So, one evening, I decided to settle in and fish for it into the darkness. Once again, the bait was a big lobworm, positioned exactly on the gravels where the barbel liked to feed. A three pound chub came and went and with it, I feared my chances had gone, too. But no. a little after 11pm, the tip twitched, thwacked round and I was left in no doubt whatsoever that the monster was on. I'll avoid a tedious tale of this way and that, upstream and down but I'll tell you that right at the end, when the fish was coming to the net, the hook just popped. I still feel the devastation.

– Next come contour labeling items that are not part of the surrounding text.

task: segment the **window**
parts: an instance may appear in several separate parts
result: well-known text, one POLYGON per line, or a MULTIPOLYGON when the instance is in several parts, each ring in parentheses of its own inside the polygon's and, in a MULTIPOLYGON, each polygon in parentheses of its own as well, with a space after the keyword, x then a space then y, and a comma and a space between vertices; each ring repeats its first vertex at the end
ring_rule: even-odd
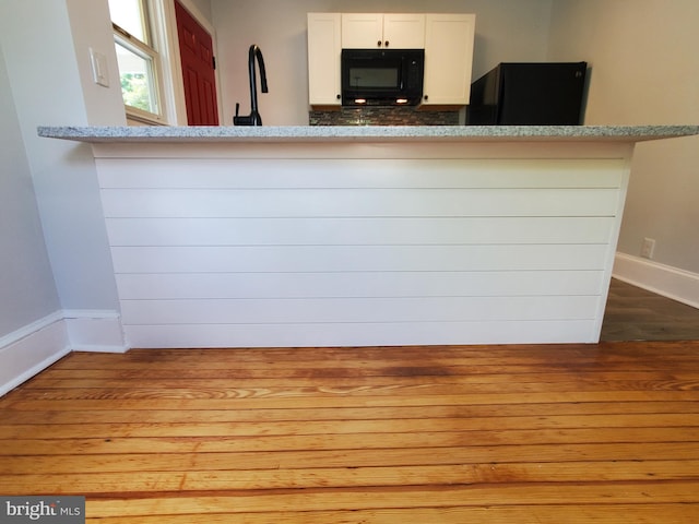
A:
POLYGON ((121 94, 127 116, 162 123, 159 56, 146 0, 109 0, 121 94))

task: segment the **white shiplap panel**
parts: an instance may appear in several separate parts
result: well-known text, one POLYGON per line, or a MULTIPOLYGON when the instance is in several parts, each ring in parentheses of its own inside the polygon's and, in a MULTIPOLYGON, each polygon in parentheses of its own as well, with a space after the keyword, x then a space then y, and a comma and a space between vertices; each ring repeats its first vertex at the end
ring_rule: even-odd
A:
POLYGON ((601 271, 117 274, 121 300, 601 295, 601 271))
POLYGON ((594 322, 127 325, 132 347, 313 347, 596 342, 594 322))
POLYGON ((591 320, 600 297, 122 300, 125 324, 591 320))
POLYGON ((111 217, 615 216, 616 189, 103 190, 111 217))
POLYGON ((116 188, 618 188, 624 159, 226 159, 99 162, 116 188))
POLYGON ((115 247, 116 273, 603 270, 601 245, 115 247))
POLYGON ((606 243, 612 217, 107 218, 112 246, 606 243))

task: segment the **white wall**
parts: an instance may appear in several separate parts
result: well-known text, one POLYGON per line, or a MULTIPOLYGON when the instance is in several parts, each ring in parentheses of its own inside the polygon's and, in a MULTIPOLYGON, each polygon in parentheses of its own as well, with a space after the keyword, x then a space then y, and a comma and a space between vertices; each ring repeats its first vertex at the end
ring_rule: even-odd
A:
MULTIPOLYGON (((696 124, 697 27, 697 0, 556 0, 549 58, 590 62, 588 124, 696 124)), ((656 262, 699 275, 698 174, 699 138, 639 144, 619 251, 650 237, 656 262)))
POLYGON ((71 349, 125 349, 92 151, 36 128, 126 119, 106 0, 3 0, 0 49, 1 395, 71 349))
MULTIPOLYGON (((257 44, 269 94, 258 98, 264 124, 308 123, 308 12, 453 12, 476 14, 474 79, 500 61, 544 60, 553 0, 212 0, 224 124, 236 102, 250 112, 248 48, 257 44)), ((259 85, 259 83, 258 83, 259 85)))
POLYGON ((0 338, 59 309, 0 48, 0 338))
POLYGON ((0 2, 0 45, 63 309, 118 307, 91 148, 36 134, 43 124, 125 123, 116 70, 110 70, 111 88, 85 79, 90 46, 114 52, 106 5, 106 0, 0 2))

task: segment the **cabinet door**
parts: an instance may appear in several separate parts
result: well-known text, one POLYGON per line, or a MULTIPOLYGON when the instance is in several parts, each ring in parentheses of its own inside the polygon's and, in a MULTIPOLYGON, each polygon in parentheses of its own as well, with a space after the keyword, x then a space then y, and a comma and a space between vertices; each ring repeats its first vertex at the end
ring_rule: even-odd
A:
POLYGON ((308 100, 339 106, 341 100, 340 13, 308 13, 308 100))
POLYGON ((424 49, 425 15, 384 14, 383 47, 392 49, 424 49))
POLYGON ((423 105, 469 104, 475 14, 427 14, 425 23, 423 105))
POLYGON ((344 49, 383 47, 383 15, 381 13, 343 13, 342 47, 344 49))

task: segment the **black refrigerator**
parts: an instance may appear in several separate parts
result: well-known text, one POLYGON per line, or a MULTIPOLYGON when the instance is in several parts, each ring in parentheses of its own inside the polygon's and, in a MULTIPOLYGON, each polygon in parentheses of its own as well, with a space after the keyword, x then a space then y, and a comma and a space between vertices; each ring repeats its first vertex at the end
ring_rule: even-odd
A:
POLYGON ((587 62, 502 62, 471 84, 467 126, 578 126, 587 62))

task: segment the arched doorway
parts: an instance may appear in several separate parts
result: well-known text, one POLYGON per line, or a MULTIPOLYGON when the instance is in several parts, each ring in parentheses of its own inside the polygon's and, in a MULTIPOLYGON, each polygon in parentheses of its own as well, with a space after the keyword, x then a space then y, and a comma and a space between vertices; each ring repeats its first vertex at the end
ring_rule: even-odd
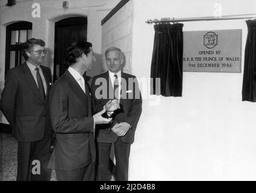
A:
POLYGON ((67 49, 76 41, 87 40, 87 17, 72 17, 55 23, 53 81, 66 71, 67 49))

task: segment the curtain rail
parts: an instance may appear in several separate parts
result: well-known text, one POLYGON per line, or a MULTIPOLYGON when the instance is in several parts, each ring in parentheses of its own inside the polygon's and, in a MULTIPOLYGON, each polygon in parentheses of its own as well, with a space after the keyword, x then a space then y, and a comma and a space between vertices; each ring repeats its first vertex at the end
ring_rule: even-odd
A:
POLYGON ((186 17, 186 18, 177 18, 174 17, 163 17, 160 20, 155 19, 154 20, 148 19, 145 22, 148 24, 169 23, 169 22, 194 22, 200 21, 214 21, 214 20, 227 20, 227 19, 250 19, 256 18, 256 14, 237 14, 229 16, 222 16, 219 17, 186 17))

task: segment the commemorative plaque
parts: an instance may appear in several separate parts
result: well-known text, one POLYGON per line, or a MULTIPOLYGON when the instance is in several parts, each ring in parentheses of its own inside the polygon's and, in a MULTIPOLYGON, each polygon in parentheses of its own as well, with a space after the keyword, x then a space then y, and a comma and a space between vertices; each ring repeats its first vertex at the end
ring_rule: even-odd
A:
POLYGON ((241 32, 183 31, 183 72, 240 73, 241 32))

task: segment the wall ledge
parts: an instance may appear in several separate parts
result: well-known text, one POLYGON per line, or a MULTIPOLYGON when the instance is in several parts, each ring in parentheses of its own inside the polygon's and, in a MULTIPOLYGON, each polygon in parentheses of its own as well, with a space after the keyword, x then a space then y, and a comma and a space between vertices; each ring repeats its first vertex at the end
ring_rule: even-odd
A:
POLYGON ((117 5, 101 21, 101 25, 102 26, 108 20, 112 17, 123 5, 125 5, 130 0, 121 0, 117 5))

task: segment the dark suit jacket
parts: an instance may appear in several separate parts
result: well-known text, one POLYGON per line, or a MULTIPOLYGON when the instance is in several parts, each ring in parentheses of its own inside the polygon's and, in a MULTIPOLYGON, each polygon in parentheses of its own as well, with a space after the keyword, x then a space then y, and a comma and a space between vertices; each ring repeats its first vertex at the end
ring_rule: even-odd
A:
POLYGON ((18 141, 39 141, 45 130, 52 133, 48 104, 51 70, 40 66, 47 86, 45 103, 26 63, 10 69, 5 77, 0 106, 18 141))
POLYGON ((52 87, 49 104, 56 142, 50 168, 74 170, 95 160, 91 97, 85 86, 87 95, 67 71, 52 87))
MULTIPOLYGON (((134 132, 142 112, 142 100, 136 77, 122 72, 121 77, 120 109, 114 112, 113 121, 117 123, 126 122, 131 125, 131 127, 125 136, 121 137, 121 140, 125 143, 132 144, 134 141, 134 132)), ((108 72, 93 77, 91 92, 95 113, 100 111, 107 101, 113 99, 113 87, 111 83, 108 72), (102 92, 99 92, 100 90, 102 90, 102 92), (99 98, 100 96, 97 96, 99 94, 107 97, 99 98)), ((113 125, 113 124, 97 125, 96 135, 98 142, 113 143, 117 141, 117 136, 110 128, 113 125)))

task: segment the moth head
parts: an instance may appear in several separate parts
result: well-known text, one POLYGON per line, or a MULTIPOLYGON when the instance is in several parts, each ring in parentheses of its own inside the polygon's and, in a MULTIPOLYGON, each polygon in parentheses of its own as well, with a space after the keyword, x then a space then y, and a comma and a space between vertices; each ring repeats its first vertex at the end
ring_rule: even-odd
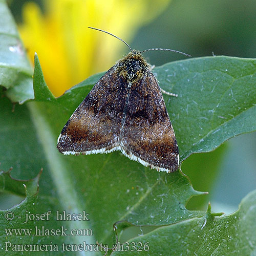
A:
POLYGON ((141 79, 150 70, 140 52, 133 50, 117 62, 117 69, 121 75, 129 82, 134 82, 141 79))

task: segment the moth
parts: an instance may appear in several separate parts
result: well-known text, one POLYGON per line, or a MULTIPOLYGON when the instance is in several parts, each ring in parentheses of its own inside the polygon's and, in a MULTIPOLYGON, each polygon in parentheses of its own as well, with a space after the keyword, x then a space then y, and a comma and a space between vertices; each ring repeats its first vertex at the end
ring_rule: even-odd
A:
MULTIPOLYGON (((119 150, 130 159, 158 171, 178 169, 179 149, 156 77, 142 53, 132 50, 95 83, 73 113, 58 138, 64 155, 119 150)), ((174 94, 168 93, 173 96, 174 94)))

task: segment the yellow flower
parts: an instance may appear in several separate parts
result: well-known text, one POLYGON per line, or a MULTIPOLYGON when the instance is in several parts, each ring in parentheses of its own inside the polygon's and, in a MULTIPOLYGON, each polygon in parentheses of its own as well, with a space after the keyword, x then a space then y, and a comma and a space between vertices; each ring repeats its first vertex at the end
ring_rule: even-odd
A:
POLYGON ((44 14, 35 3, 28 3, 19 30, 30 59, 36 52, 48 86, 59 96, 89 76, 108 69, 120 57, 124 45, 88 26, 127 41, 169 2, 45 0, 44 14))

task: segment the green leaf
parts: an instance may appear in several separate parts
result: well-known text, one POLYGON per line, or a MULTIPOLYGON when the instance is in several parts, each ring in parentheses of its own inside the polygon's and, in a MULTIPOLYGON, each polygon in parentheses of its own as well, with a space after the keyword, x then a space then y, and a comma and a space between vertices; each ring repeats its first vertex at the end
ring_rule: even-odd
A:
POLYGON ((255 255, 255 216, 254 190, 232 214, 216 216, 209 207, 204 216, 156 228, 127 241, 124 248, 129 245, 128 251, 115 251, 111 255, 255 255), (134 245, 137 248, 133 251, 134 245), (144 249, 144 245, 148 250, 144 249))
MULTIPOLYGON (((24 225, 24 228, 38 225, 55 229, 62 225, 69 231, 91 229, 93 237, 72 236, 68 243, 85 241, 95 244, 99 240, 111 245, 113 225, 119 221, 157 226, 204 216, 204 212, 186 208, 191 197, 202 193, 195 190, 181 172, 157 173, 118 152, 79 156, 59 153, 56 144, 63 126, 101 74, 55 99, 45 83, 36 56, 35 65, 35 100, 16 106, 14 112, 8 99, 0 102, 2 167, 7 169, 12 166, 13 176, 22 179, 31 179, 44 168, 35 200, 37 207, 32 212, 42 214, 50 210, 56 215, 57 210, 85 211, 90 214, 90 221, 57 222, 53 218, 24 225)), ((255 116, 252 66, 255 60, 220 57, 178 61, 154 70, 164 90, 179 94, 177 98, 164 98, 182 160, 193 153, 211 150, 236 135, 256 130, 255 118, 249 118, 249 115, 255 116), (221 72, 224 67, 229 72, 225 69, 221 72), (231 75, 234 77, 232 82, 231 75)), ((14 193, 15 190, 14 186, 10 186, 8 191, 14 193)), ((26 214, 18 207, 14 209, 19 210, 19 214, 26 214)), ((16 223, 13 224, 16 226, 16 223)), ((39 243, 42 239, 45 244, 50 241, 47 236, 30 238, 30 244, 39 243)), ((66 238, 62 238, 54 237, 59 248, 67 242, 66 238)), ((15 238, 8 239, 17 243, 15 238)), ((2 237, 1 244, 5 241, 2 237)))
POLYGON ((163 90, 178 94, 165 98, 181 161, 256 130, 255 59, 197 58, 154 72, 163 90))
POLYGON ((0 0, 0 86, 14 102, 34 98, 32 70, 4 0, 0 0))

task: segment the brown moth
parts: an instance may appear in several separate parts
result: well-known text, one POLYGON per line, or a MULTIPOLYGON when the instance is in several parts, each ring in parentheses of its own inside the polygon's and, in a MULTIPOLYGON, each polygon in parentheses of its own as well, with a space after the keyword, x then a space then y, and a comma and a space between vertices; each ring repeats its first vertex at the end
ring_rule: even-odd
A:
POLYGON ((118 38, 131 51, 95 83, 64 126, 57 148, 64 155, 119 150, 145 166, 175 171, 179 156, 174 131, 157 80, 141 53, 180 52, 132 50, 112 34, 90 28, 118 38))

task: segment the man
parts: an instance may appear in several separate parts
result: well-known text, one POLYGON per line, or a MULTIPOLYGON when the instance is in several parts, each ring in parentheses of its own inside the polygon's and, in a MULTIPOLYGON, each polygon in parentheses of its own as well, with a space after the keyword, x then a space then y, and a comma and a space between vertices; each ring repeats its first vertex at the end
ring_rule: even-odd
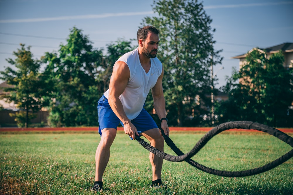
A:
MULTIPOLYGON (((99 132, 101 140, 96 154, 96 175, 92 189, 102 189, 102 177, 109 161, 110 147, 119 122, 133 139, 142 135, 151 145, 163 151, 164 140, 153 119, 143 108, 151 89, 154 106, 165 134, 168 136, 162 81, 163 69, 156 57, 159 31, 148 26, 139 29, 138 47, 119 58, 113 67, 109 89, 98 102, 99 132)), ((150 153, 152 185, 162 185, 163 159, 150 153)))

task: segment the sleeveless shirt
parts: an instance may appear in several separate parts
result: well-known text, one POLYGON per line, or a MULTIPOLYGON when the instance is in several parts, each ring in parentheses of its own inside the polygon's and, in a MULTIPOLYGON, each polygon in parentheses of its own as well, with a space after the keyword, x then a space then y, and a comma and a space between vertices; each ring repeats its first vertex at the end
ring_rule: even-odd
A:
MULTIPOLYGON (((125 90, 119 96, 127 117, 132 120, 137 117, 143 108, 149 92, 162 73, 163 65, 156 57, 151 58, 151 68, 146 73, 142 66, 138 49, 126 53, 117 61, 126 63, 129 68, 130 76, 125 90)), ((116 65, 116 64, 114 65, 116 65)), ((109 89, 104 95, 108 99, 109 89)))

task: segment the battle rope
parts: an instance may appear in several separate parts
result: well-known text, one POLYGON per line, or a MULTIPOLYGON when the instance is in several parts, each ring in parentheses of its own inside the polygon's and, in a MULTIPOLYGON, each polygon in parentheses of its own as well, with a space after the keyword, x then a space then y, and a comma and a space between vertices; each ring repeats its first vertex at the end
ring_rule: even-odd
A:
POLYGON ((162 158, 173 162, 181 162, 185 161, 189 164, 200 170, 217 175, 230 177, 253 175, 275 168, 293 156, 292 149, 279 158, 258 168, 240 171, 229 171, 214 169, 201 165, 193 161, 190 158, 195 155, 213 137, 222 131, 231 129, 253 129, 262 131, 274 136, 288 144, 292 147, 293 138, 275 128, 256 122, 245 121, 227 122, 219 125, 212 129, 197 142, 192 150, 184 154, 176 146, 170 138, 165 135, 163 133, 163 131, 160 126, 160 125, 159 125, 159 126, 161 131, 162 131, 162 134, 165 139, 166 143, 178 156, 172 156, 165 153, 153 147, 138 136, 136 137, 137 140, 145 148, 162 158))

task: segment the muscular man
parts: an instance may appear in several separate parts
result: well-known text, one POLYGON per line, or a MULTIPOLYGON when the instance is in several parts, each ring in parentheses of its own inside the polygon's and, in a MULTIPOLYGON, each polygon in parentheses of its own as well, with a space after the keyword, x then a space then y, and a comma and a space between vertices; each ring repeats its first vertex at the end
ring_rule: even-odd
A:
MULTIPOLYGON (((121 56, 113 67, 109 89, 98 103, 99 132, 101 140, 96 154, 96 175, 92 189, 102 189, 102 177, 110 156, 110 147, 119 123, 133 139, 142 135, 151 145, 163 151, 164 139, 153 119, 143 107, 149 90, 162 128, 169 135, 162 81, 163 69, 156 57, 159 31, 148 26, 139 29, 138 47, 121 56)), ((161 185, 163 159, 150 153, 152 185, 161 185)))

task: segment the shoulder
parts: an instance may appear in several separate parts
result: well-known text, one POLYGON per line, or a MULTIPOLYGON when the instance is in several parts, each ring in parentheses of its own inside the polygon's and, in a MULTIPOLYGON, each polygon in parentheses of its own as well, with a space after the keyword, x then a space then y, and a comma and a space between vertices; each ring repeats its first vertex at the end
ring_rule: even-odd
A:
POLYGON ((137 49, 135 49, 132 51, 128 52, 123 54, 119 58, 118 60, 123 61, 127 61, 129 58, 133 56, 135 56, 137 55, 138 55, 138 51, 137 49))
POLYGON ((118 60, 113 66, 113 72, 118 74, 128 75, 130 73, 129 68, 125 62, 118 60))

How big were those fish? Well, I was tiny when I lost the eel but I still, deep down, know it was over 10 pounds in weight. As for the sea trout, I'd seen a lot of fish in that period up to 15 or 16 pounds or so and I feel my guestimation of 20 pounds or a little more cannot be far out. The pike, of course, I'll never know but I'd guess it was 30 plus. That chub is still something of a mystery. I've caught chub to just under seven and I've seen plenty much, much bigger in the water. But nothing quite like this one. I'd say nine or even a bit more. And as for that barbel! If that wasn't a 22-pounder then I've never fished before in all my life! Do I care about these lost fish? Of course I do but I'll ever be grateful for the excitement and the memories they've given.